Vikram leaned forward, hands apart on the table, as though spreading his hand and showing nothing but colour cards.

“Let’s get this straight, Leon. The Americans, the Russians, the Israelis, the Turks, they all thrive on conflict economies, and they all do it on the premise that the people they victimize will always fight, but won’t ever win. Well, go look for the Putin family now. If Russia can’t now protect its citizens from the legacy of unlawful expansionism, then it is up to the rest of the world to secure their future safety.”

Leon blinked at him, a little stunned by the sudden force of passion, but recovered quickly. “Well. That’s quite a précis, but I won’t deny your point.” He smiled, moved another sheet of paper to the top of his pile to buy time. “I’m sure you have comments on concerns that the UN is exceeding its brief. New world order has been mentioned by some — ”

“Cyber-terrorists,” Vikram said flatly. “Malcontents and insurrectionists. The people they murder and abuse hardly require the UN to appear as an enemy next to the kind of friends they’ve already got.”

“Fair,” Leon agreed. “We’ve got a few minutes left. If you can, please elaborate on this New Geneva Convention.”

“Well, it’s a misnomer,” Vikram said with a grin. “Not being held in Geneva, but we can’t seem to get rid of it.”

“The New York City Convention doesn’t roll off the tongue.”

“Exactly.”

“So tell me — ”

“Phase one has been in place for over a year now. Global draw down of nuclear weapons, but also reduction of powerful ordnance, ships, submarine power, air power, so on. Restrictions on the destructive capability of new technology. Policy compliant retrofitting. Every major country supplies to one global armed force. The Security Council governs as before.”

“Without Russia,” Callow affirmed. “And there are rumours we, the United States, might lose our seat as well.”

“I can’t confirm or deny that,” Vikram said. “Russia can regain eligibility when she’s met the standard of human rights for her people. With regards to the US, I can only say that bombing your own citizens is a delegitimizing act. Your government knows that the Heartland insurgency does not have the terrorist server farms claimed, but the drone strikes continue.
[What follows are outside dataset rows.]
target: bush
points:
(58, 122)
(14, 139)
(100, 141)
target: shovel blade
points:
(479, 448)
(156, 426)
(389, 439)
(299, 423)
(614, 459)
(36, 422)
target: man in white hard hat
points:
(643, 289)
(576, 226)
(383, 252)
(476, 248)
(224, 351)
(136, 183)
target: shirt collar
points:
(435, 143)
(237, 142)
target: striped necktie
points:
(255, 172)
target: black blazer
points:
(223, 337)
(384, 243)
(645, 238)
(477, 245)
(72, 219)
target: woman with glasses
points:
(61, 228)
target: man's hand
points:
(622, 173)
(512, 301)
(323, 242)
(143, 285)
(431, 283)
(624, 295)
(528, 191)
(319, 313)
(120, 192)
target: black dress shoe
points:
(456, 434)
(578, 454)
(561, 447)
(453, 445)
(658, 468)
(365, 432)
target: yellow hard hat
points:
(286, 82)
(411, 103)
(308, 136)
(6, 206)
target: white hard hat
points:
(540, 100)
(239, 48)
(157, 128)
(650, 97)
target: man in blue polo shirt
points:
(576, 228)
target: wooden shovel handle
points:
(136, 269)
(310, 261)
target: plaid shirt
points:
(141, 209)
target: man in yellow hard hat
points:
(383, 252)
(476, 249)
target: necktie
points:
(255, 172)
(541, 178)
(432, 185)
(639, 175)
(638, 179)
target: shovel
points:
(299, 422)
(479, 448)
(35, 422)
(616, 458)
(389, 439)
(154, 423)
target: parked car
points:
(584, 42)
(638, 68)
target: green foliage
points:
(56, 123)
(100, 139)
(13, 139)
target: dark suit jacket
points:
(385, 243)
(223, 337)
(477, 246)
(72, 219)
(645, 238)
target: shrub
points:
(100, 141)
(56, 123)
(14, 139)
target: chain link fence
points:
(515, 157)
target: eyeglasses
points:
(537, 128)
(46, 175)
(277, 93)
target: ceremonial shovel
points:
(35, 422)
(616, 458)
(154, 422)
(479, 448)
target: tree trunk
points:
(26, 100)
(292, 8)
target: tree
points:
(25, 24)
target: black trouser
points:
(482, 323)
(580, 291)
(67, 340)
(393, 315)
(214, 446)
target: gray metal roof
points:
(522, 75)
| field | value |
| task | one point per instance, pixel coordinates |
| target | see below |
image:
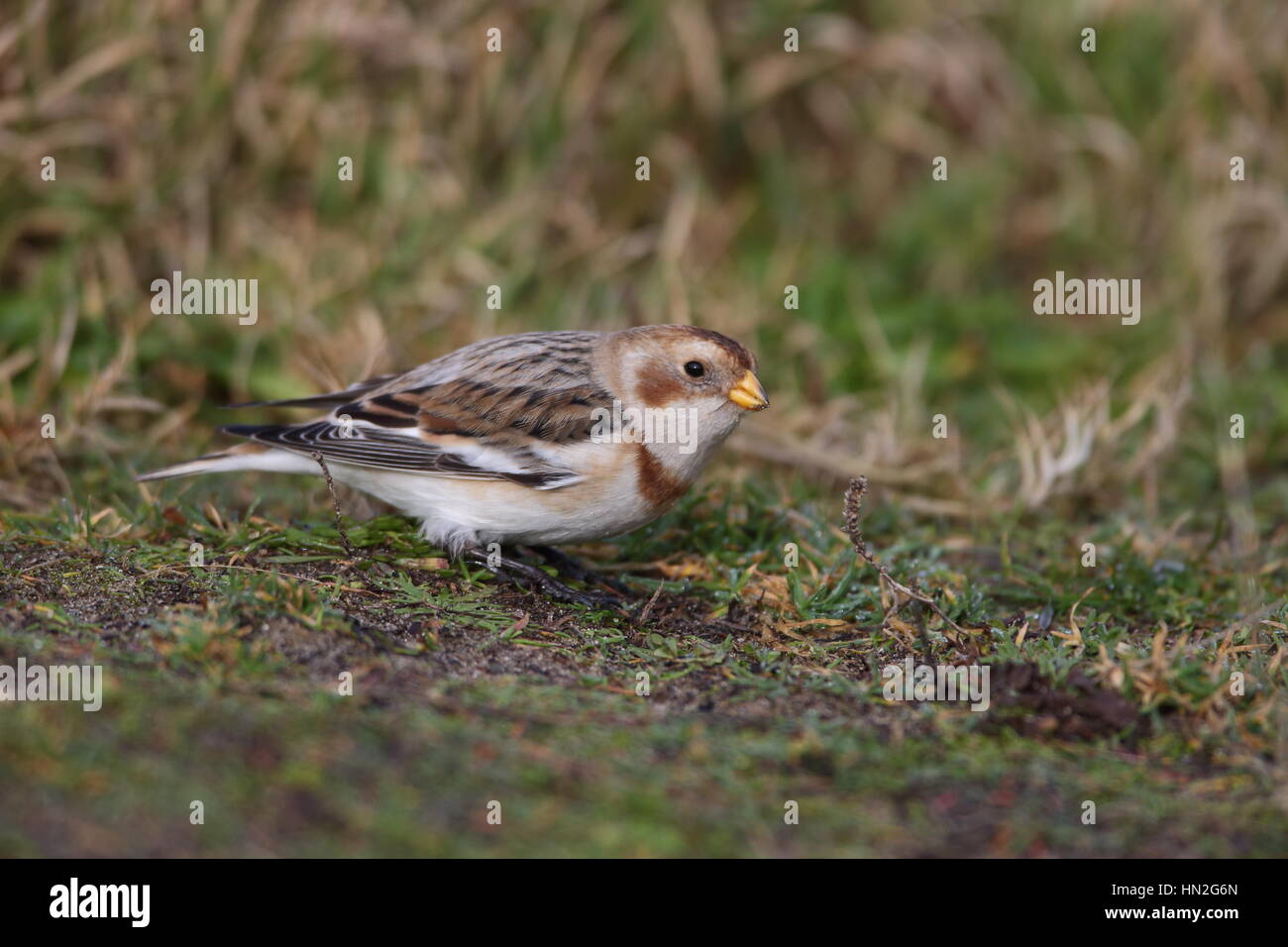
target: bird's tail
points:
(240, 458)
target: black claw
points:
(570, 567)
(516, 573)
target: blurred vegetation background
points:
(768, 169)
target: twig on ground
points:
(853, 506)
(335, 505)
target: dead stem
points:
(335, 505)
(853, 506)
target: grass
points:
(764, 644)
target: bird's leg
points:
(570, 567)
(509, 570)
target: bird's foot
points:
(516, 573)
(572, 569)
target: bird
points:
(532, 440)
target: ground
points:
(224, 686)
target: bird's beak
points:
(748, 393)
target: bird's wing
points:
(497, 410)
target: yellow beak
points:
(748, 393)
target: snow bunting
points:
(535, 438)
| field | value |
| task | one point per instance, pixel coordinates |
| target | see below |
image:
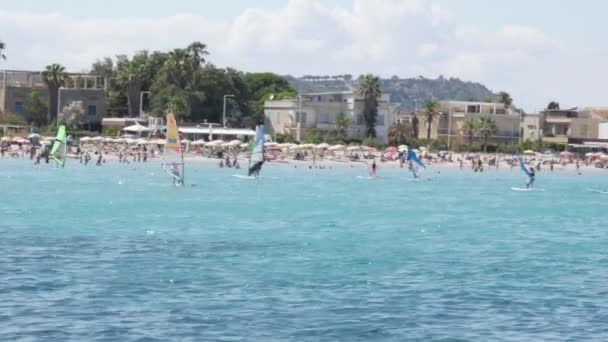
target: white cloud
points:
(404, 37)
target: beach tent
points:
(198, 143)
(215, 143)
(137, 128)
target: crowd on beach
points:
(228, 157)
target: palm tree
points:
(54, 77)
(343, 123)
(400, 130)
(2, 47)
(505, 98)
(130, 75)
(486, 128)
(369, 89)
(469, 127)
(197, 51)
(431, 111)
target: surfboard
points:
(529, 190)
(598, 191)
(244, 177)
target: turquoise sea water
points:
(114, 253)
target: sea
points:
(117, 253)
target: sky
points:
(538, 51)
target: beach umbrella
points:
(235, 143)
(336, 147)
(391, 149)
(215, 143)
(198, 143)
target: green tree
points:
(553, 105)
(398, 132)
(469, 127)
(431, 111)
(35, 110)
(54, 77)
(369, 89)
(505, 98)
(486, 128)
(72, 115)
(130, 76)
(343, 123)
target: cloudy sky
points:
(537, 50)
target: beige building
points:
(16, 85)
(319, 111)
(560, 125)
(448, 127)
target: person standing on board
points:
(373, 169)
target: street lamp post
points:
(141, 102)
(224, 111)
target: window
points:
(324, 118)
(19, 107)
(301, 117)
(473, 109)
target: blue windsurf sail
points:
(416, 165)
(523, 168)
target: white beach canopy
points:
(215, 143)
(198, 143)
(137, 128)
(336, 147)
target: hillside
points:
(405, 92)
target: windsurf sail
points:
(523, 168)
(59, 150)
(417, 166)
(256, 152)
(173, 155)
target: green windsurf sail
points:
(59, 150)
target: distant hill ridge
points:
(406, 92)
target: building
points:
(448, 127)
(16, 85)
(563, 125)
(320, 111)
(531, 127)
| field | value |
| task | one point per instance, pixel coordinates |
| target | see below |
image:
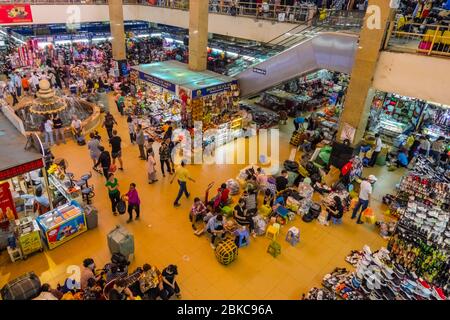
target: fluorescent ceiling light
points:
(17, 39)
(43, 44)
(63, 42)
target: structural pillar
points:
(358, 98)
(117, 29)
(198, 34)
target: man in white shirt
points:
(76, 127)
(376, 151)
(48, 127)
(45, 293)
(34, 82)
(365, 194)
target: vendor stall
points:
(62, 224)
(169, 91)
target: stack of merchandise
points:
(379, 277)
(319, 294)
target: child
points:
(198, 210)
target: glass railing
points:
(419, 38)
(294, 14)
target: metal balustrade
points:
(419, 38)
(291, 14)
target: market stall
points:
(170, 92)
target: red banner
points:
(21, 169)
(15, 13)
(7, 206)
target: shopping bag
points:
(112, 168)
(121, 206)
(368, 216)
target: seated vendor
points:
(40, 201)
(198, 210)
(242, 217)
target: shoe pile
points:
(339, 281)
(431, 223)
(319, 294)
(380, 279)
(430, 192)
(354, 257)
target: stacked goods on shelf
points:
(379, 277)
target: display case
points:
(28, 236)
(62, 224)
(64, 188)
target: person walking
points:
(131, 129)
(436, 149)
(182, 174)
(376, 151)
(93, 146)
(365, 194)
(424, 147)
(113, 191)
(59, 131)
(104, 160)
(77, 127)
(140, 140)
(133, 202)
(151, 168)
(48, 131)
(164, 158)
(108, 123)
(116, 149)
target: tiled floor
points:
(164, 236)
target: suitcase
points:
(81, 141)
(25, 287)
(91, 214)
(121, 241)
(315, 210)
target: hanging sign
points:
(15, 13)
(21, 169)
(213, 89)
(7, 206)
(260, 71)
(159, 82)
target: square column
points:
(357, 101)
(117, 29)
(198, 34)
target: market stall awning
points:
(14, 159)
(172, 74)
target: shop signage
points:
(21, 169)
(213, 89)
(260, 71)
(7, 207)
(159, 82)
(15, 13)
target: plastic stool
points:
(227, 211)
(87, 195)
(293, 236)
(243, 237)
(273, 231)
(274, 249)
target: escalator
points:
(334, 51)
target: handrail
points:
(429, 39)
(289, 14)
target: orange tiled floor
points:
(164, 235)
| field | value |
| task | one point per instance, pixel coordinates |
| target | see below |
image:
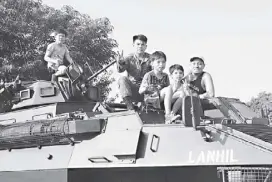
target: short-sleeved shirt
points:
(135, 68)
(150, 79)
(56, 51)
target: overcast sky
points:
(234, 36)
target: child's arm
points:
(145, 84)
(48, 53)
(67, 56)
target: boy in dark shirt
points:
(136, 65)
(154, 82)
(55, 54)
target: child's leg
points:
(178, 96)
(166, 97)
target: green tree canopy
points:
(25, 26)
(261, 104)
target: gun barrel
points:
(100, 71)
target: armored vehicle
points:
(63, 133)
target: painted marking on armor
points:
(212, 156)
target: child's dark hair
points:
(175, 67)
(157, 55)
(140, 37)
(62, 31)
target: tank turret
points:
(27, 100)
(61, 132)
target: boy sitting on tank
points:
(56, 53)
(155, 83)
(175, 93)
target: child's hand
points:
(120, 58)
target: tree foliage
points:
(262, 104)
(25, 26)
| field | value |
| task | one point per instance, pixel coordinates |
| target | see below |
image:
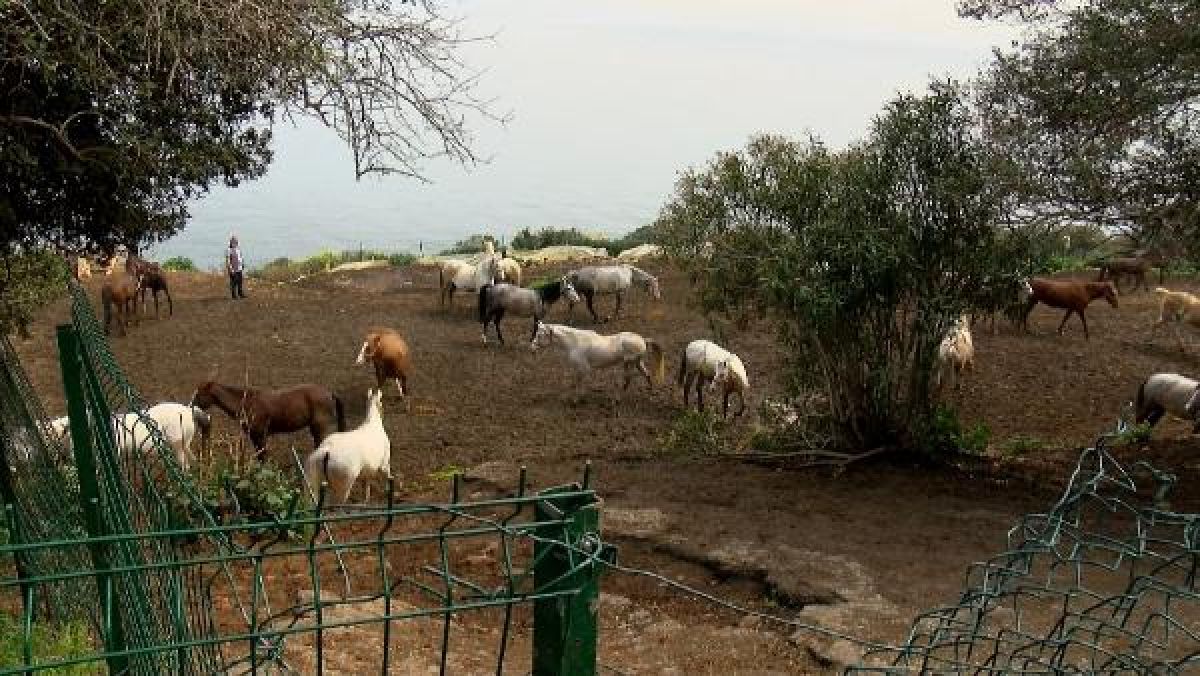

It looks to the rest of the world like you’re trying to destroy the arable land to force the issue of produce outsourcing that began all of this in the first instance.”

“How,” Callow said, now looking directly at him. “Would you address this, if it comes to your office?”

Vikram sat back, gave a little sigh. “I would hope that the US valued its seat and its global reputation more than that, but it’s part of an existing pattern of decline that will take many years to reverse.”

“But if the US loses its seat?” Callow pressed, clearly wanting Vikram to commit, to give him something, any kind of hint of what the policy might be.

“Then that,” Vikram said with the utmost earnestness. “Would be a great tragedy for one the UN’s founding members.”